Getting started with Box Node.js SDK with OAuth 2.0

Olga Stefaniuk
Box Developer Blog
Published in
8 min readMay 16


Client-side OAuth 2.0 is one of the easiest ways to authenticate a user for the Box API. It is an open standard designed to allow users to grant other applications access to their data.

Box has quite a broad range of SDKs, including Python, Java, .NET, iOS and Node.js. Let’s create a simple project using the Box Node.js SDK and create an app where users can authenticate with OAuth 2.0. The app will consist of a login page and a main page with basic Box user data, accessible after successful OAuth 2.0 authentication.

Steps to create the app

  1. 📦 Create a Box App
  2. 📥 Initiate the project and install dependencies
  3. 📄 Create templates for a login and main page
  4. 🔐 Initiate the Box SDK instance and provide credentials
  5. 🔗 Get an authorization url
  6. 🏎️💨 Create an Express app
  7. 🗝️ Get an authorization token and create a persistent client
  8. 🚀 Initiate the server

📦 Create Box App

* Due to a recent incident with free developer accounts, Box had to limit the options for new free developer accounts.

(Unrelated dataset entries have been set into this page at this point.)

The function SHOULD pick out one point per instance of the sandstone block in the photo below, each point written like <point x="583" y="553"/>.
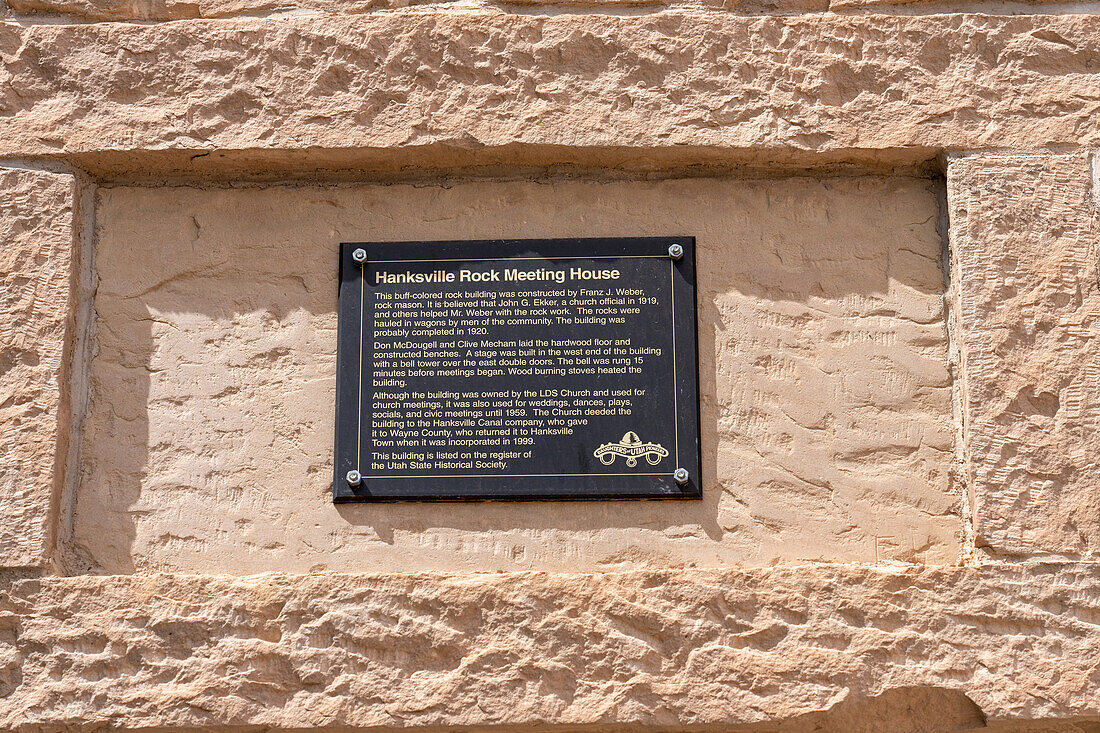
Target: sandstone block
<point x="700" y="85"/>
<point x="1024" y="237"/>
<point x="664" y="648"/>
<point x="35" y="254"/>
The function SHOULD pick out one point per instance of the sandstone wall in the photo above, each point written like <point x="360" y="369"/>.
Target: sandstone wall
<point x="897" y="210"/>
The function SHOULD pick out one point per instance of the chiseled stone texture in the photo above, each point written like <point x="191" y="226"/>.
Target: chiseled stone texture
<point x="825" y="391"/>
<point x="658" y="648"/>
<point x="660" y="81"/>
<point x="35" y="252"/>
<point x="1025" y="237"/>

If you have an existing Enterprise account, follow the instructions and create a sandbox.

Otherwise, create a free Box individual account; no credit card is required. Once you sign up and confirm your email address, navigate to this link:

A few weeks ago, we launched a new app creation process, so let’s go through it very briefly. In the Developer Console, click Create App and choose Custom App.

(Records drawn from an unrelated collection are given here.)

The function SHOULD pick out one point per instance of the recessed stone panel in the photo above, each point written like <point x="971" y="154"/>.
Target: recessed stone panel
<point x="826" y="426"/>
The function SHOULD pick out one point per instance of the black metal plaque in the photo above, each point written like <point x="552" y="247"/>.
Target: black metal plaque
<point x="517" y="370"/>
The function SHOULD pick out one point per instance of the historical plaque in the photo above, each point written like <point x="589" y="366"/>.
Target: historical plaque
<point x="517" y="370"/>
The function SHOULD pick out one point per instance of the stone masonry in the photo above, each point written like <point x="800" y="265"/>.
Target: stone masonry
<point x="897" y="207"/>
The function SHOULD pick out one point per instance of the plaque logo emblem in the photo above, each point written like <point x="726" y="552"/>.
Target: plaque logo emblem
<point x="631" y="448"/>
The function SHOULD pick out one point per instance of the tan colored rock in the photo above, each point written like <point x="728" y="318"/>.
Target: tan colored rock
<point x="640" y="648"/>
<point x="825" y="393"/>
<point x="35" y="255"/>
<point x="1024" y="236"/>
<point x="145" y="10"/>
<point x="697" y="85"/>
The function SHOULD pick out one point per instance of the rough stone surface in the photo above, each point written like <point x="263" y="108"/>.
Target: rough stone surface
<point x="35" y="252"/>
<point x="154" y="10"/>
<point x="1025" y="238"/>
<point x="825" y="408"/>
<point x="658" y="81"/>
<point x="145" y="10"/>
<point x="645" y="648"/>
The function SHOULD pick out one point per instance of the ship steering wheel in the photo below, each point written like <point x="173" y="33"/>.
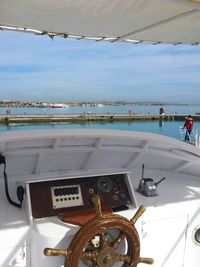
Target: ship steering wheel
<point x="106" y="253"/>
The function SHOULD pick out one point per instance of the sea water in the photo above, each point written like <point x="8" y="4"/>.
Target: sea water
<point x="168" y="128"/>
<point x="111" y="109"/>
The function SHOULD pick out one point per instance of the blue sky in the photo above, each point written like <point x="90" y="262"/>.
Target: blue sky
<point x="37" y="68"/>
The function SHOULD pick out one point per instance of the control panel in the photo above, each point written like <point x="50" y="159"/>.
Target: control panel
<point x="75" y="195"/>
<point x="66" y="196"/>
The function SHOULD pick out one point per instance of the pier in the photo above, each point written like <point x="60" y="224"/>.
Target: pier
<point x="89" y="117"/>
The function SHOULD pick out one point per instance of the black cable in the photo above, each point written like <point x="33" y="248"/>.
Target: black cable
<point x="18" y="205"/>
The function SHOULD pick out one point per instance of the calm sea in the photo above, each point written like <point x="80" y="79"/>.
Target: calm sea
<point x="169" y="128"/>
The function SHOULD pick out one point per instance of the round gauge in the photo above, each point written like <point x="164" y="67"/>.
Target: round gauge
<point x="105" y="184"/>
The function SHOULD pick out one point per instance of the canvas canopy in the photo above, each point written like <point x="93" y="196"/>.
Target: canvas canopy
<point x="154" y="21"/>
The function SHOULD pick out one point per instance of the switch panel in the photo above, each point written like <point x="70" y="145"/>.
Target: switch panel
<point x="66" y="196"/>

Box Developer Console view, creating a new custom App

In the new creation process, you’re asked to fill out some additional details, like the app name, a short description, and the proposal of your app (in our case, a custom portal). In the following select element, choose Customer if you are a Box customer or Partner if you are building the application to be used outside of your organisation.

In the last step, choose User Authentication with OAuth 2.0 and create the app. In the Configuration tab, you’ll find OAuth 2.0 credentials: the client ID and client secret. We’ll need these values later on.

Redirect URI and CORS Domain

Let’s define the redirect URI: http://localhost:8000/authorize_callback. Once the user authenticates in our app with OAuth 2.0, they will be redirected to this route with a temporary code parameter. We’ll go into details a few steps later.

Box Dev Console, OAuth 2.0. Redirect URI settings

Lastly, we need to define the CORS domain; for now, let’s just add http://localhost:8000.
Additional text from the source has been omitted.